Sharon Bernie-Cloward, head of the Port Tenants Association, told me Tuesday that there are four boatyards near the Point Loma Townhomes development. She pointed to Le Rondolet, a condo project right next them.
“Residents there complain about everything,” she said. “That’s an example of what we’ll see when the townhomes come in.”
So I wanted to ask Faulconer why he would do this to industrial operators in Point Loma but fight to protect counterparts in Barrio Logan.
“You have to look at each issue individually and come to your conclusion based upon what you think is the right decision and based on the merits,” Faulconer said.
Gesturing to the businesses behind him in Barrio Logan, Faulconer said there was a “real threat” to those jobs.
“These are thousands of jobs right here and that’s one of the key reasons why I stood up for them,” Faulconer said.
Then he pointed out the community supported the Point Loma Townhomes project.
And what if the community supported the Barrio Logan plan, I asked?
“Which community?” Faulconer asked. “Different communities support different things.”
In Point Loma, one industrial member of the community continues to fight it. Rigworks, a Shelter Island maritime business, wrote an appeal to the California Coastal Commission, pleading with the agency to reject the Townhomes project.
Here’s how the company put it:
Allowing residences at this location will begin to diminish the marine presence in this area and will be the foot in the door for more residences to protrude into what is supposed to be an area reserved to ‘encourage continued development and sensitive re-development of a wide variety of community, visitor and marine related community commercial uses.’
And yet it goes forward with Faulconer’s support.
Art Engel, CEO of the Marine Group, who also owns land in Barrio Logan, said you can’t compare the Shelter Island and Barrio Logan waterfronts.

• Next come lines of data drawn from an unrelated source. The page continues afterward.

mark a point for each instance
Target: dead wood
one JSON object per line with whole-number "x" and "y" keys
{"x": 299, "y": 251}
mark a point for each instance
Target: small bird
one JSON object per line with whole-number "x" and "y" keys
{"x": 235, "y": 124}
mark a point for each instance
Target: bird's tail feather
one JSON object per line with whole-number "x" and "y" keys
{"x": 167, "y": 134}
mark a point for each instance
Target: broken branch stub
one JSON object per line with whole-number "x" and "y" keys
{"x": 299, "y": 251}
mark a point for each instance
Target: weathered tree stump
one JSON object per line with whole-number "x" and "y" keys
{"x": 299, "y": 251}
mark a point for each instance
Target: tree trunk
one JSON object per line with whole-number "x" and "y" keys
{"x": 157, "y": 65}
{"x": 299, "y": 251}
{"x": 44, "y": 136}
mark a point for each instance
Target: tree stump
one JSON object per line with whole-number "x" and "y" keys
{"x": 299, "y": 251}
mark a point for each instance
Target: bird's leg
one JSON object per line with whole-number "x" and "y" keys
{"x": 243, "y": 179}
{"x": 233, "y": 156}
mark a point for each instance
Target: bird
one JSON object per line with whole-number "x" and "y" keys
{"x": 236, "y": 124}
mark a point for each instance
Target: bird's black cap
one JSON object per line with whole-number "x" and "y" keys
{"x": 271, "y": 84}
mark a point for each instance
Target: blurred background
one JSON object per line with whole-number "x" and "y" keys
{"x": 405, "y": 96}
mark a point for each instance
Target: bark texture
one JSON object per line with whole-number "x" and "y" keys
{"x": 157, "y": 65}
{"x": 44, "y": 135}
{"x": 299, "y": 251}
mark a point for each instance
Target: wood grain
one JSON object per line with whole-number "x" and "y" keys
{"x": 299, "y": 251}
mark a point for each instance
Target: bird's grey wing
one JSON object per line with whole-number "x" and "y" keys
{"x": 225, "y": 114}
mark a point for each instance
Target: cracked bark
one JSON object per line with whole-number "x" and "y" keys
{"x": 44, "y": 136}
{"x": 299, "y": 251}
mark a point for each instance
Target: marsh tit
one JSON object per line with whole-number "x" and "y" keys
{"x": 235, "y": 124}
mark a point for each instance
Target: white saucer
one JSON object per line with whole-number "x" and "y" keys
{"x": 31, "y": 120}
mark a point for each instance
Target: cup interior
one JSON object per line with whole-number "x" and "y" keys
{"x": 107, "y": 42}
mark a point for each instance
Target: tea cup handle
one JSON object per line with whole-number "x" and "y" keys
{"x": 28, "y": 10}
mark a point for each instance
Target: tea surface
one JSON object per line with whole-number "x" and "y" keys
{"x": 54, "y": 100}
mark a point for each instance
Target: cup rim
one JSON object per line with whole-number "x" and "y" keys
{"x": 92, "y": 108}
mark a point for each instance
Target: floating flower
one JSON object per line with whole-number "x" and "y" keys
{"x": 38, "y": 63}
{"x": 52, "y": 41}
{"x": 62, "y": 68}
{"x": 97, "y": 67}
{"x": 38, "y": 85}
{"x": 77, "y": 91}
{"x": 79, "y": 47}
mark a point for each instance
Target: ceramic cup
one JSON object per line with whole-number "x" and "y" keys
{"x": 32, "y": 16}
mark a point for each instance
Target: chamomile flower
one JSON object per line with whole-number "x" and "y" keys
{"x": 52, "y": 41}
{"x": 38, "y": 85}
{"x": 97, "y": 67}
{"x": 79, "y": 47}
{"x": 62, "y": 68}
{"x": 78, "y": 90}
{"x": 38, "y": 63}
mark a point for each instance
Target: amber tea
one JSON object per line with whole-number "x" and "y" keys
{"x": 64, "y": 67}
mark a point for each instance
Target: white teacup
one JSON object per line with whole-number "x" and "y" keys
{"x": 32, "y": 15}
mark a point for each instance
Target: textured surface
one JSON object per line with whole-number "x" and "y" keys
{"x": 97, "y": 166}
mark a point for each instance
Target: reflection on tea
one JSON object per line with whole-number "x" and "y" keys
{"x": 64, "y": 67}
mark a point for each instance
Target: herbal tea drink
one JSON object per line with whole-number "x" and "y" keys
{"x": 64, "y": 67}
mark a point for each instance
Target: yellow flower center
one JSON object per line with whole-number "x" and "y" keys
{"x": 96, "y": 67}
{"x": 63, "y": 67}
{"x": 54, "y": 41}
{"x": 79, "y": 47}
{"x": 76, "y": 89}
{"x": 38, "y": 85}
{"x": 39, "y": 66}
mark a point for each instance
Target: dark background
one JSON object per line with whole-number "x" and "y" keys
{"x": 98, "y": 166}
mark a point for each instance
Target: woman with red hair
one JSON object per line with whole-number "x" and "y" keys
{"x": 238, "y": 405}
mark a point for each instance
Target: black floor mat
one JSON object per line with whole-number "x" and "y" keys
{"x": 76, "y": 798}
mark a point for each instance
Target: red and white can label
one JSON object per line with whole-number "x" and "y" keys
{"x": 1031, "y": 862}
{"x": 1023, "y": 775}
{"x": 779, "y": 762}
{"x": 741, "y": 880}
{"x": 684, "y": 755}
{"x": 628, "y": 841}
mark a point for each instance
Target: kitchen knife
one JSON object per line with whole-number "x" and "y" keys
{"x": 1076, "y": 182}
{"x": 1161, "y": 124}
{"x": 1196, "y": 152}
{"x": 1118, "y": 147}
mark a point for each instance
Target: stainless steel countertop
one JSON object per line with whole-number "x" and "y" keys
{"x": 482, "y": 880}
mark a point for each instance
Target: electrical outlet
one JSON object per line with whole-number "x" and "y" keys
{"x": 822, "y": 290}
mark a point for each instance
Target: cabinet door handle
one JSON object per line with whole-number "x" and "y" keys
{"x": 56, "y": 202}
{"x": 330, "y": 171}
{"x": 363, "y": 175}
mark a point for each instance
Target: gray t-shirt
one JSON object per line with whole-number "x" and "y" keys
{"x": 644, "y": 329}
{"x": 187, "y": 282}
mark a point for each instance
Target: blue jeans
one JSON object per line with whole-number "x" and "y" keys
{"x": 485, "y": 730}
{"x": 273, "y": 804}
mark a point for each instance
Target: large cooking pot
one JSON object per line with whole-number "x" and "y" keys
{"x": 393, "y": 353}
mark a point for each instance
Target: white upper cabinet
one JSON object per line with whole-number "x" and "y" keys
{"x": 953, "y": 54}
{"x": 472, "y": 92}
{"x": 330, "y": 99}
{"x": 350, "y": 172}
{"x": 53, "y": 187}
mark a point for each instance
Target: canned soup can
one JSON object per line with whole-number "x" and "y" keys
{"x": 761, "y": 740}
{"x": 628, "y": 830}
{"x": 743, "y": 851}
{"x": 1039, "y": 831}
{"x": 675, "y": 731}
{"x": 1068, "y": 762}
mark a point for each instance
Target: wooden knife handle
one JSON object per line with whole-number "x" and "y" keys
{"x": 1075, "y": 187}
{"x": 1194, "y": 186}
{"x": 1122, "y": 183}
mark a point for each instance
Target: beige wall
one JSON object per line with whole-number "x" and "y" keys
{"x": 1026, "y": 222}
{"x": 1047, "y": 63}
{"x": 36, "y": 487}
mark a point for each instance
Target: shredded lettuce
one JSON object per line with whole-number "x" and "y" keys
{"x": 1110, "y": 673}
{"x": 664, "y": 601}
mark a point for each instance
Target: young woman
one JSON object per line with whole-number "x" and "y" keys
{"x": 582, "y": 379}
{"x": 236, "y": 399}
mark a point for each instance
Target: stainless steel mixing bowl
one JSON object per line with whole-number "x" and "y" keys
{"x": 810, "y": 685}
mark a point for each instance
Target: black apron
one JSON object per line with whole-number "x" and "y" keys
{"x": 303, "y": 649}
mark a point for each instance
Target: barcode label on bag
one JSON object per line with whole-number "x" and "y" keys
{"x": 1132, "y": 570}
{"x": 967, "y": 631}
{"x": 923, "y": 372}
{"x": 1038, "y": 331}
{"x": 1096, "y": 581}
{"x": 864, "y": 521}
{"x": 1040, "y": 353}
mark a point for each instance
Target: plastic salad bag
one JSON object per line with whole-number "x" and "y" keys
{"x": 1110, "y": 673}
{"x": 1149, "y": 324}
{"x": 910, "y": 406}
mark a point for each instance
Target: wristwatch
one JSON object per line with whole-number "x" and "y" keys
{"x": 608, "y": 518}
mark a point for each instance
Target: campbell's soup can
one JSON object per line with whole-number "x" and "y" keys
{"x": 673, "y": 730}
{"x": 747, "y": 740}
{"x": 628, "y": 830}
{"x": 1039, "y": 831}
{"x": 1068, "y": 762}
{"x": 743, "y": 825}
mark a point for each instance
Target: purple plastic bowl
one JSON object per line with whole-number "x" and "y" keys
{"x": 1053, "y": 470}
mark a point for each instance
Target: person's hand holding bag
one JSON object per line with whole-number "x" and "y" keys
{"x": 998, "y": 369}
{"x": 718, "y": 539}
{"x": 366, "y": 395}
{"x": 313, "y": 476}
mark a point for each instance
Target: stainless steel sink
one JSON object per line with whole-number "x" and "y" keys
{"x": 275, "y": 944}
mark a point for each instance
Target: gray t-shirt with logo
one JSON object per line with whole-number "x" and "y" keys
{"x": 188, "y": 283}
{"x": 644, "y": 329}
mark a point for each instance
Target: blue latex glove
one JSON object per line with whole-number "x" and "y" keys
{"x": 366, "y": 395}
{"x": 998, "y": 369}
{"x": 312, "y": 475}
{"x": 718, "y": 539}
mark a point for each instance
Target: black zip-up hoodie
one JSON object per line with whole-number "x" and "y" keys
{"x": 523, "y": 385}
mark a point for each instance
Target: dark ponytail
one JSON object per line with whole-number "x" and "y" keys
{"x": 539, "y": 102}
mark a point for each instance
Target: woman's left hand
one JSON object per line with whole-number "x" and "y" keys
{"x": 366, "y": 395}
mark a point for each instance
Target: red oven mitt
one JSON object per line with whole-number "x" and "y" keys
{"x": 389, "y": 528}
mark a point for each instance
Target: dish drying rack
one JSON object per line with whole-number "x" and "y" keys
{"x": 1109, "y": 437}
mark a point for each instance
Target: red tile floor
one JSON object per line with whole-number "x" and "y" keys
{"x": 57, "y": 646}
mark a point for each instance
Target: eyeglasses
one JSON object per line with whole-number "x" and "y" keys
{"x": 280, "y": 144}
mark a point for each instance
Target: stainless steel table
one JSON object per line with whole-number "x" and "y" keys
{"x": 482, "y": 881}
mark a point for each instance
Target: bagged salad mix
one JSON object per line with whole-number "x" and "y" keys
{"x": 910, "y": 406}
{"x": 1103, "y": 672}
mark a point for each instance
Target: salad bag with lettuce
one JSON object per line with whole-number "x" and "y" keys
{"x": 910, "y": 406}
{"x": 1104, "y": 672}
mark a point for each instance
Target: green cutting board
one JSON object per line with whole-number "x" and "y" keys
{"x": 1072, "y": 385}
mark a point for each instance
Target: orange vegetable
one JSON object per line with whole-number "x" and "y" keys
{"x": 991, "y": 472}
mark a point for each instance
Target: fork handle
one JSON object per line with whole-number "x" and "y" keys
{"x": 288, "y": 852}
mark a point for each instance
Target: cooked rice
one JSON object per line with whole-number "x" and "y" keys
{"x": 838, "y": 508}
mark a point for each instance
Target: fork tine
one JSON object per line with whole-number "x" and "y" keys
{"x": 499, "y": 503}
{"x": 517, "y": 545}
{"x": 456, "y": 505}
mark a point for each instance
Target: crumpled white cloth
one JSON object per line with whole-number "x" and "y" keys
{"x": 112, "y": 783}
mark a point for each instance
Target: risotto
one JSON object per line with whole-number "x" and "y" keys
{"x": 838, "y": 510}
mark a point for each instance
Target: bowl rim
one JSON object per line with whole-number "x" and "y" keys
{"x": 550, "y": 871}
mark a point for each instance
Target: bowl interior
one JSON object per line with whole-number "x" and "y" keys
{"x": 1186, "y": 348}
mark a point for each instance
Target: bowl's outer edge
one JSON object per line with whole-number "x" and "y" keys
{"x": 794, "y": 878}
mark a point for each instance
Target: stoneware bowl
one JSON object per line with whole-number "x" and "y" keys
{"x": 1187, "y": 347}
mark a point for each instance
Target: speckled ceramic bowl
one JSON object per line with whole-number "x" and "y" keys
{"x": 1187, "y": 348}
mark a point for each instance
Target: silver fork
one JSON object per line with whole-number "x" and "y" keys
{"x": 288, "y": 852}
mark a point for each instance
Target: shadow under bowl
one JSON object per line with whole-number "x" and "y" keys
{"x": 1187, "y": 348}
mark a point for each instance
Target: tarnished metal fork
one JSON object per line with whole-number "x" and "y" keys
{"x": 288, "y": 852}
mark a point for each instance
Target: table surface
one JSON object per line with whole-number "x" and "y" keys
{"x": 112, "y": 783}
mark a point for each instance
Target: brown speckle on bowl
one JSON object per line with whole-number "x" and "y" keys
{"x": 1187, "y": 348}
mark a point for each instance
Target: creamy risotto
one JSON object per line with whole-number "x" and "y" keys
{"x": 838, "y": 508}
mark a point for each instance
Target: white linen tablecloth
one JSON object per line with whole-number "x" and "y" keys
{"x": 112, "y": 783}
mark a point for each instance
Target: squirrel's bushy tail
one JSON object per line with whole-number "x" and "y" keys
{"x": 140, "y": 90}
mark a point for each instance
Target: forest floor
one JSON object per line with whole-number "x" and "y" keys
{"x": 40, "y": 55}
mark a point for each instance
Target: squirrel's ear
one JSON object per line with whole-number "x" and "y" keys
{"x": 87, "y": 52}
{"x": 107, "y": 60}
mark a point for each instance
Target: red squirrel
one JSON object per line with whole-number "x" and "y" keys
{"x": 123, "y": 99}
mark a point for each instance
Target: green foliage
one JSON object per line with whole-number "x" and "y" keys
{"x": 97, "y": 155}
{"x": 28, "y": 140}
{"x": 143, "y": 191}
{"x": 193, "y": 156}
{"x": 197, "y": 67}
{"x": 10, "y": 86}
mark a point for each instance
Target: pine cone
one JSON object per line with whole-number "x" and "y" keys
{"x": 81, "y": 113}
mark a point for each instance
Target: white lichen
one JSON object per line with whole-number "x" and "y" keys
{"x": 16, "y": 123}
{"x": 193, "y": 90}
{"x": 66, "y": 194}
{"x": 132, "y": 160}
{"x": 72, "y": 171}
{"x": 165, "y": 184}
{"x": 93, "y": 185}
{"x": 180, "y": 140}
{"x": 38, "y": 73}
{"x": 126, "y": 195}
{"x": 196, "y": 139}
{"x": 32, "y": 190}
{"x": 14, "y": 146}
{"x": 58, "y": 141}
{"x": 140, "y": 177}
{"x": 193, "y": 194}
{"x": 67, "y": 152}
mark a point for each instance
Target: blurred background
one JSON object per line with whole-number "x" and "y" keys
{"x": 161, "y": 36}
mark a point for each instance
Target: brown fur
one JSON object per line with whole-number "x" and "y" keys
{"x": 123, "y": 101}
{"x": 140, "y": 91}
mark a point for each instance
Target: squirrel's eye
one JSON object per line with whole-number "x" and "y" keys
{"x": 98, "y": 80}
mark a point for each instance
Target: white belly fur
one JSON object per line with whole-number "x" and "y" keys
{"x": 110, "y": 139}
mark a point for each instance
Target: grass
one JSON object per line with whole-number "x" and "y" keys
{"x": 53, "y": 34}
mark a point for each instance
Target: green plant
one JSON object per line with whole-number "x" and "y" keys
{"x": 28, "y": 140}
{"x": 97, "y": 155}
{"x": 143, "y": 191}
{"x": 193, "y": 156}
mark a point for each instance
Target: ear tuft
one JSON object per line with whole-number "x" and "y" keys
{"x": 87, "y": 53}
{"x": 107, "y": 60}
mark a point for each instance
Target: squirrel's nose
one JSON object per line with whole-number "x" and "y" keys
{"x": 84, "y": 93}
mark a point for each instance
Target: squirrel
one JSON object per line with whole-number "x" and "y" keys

“It’s a different kind of waterfront here. The magnitude comparison between a shipyard and a boatyard is like an apple and an orange,” Engel said.
Barrio Logan is the apple and Point Loma’s the orange. The orange is getting more homes and transitioning away from industry. Industry has decided to take a stand on the apple.
Bernie-Cloward said the developer of the Point Loma Townhomes agreed to force real estate agents to disclose to the residents that they would be living next to a working waterfront that would not change.
“We definitely had our concerns with the townhomes going into Point Loma. The Port Tenants were on record at the time. We came to an agreement that says, you know, you’re moving into a working port,” said Bernie-Cloward.
So why can’t we have some kind of agreement like that in Barrio Logan? The dispute there isn’t even about homeowners. Homes have been prohibited in the last disputed nine-block swath of land north of Harbor Drive.
Councilman David Alvarez put to rest their concerns that residents would move into that land. It was a concession that caused him problems among his Barrio Logan allies.
Could they not do something in Barrio Logan to make sure whatever else moved there understood the waterfront and supported it?
Bernie-Cloward said, simply, no, they could not.
After all, Point Loma is an orange. Barrio Logan is an apple.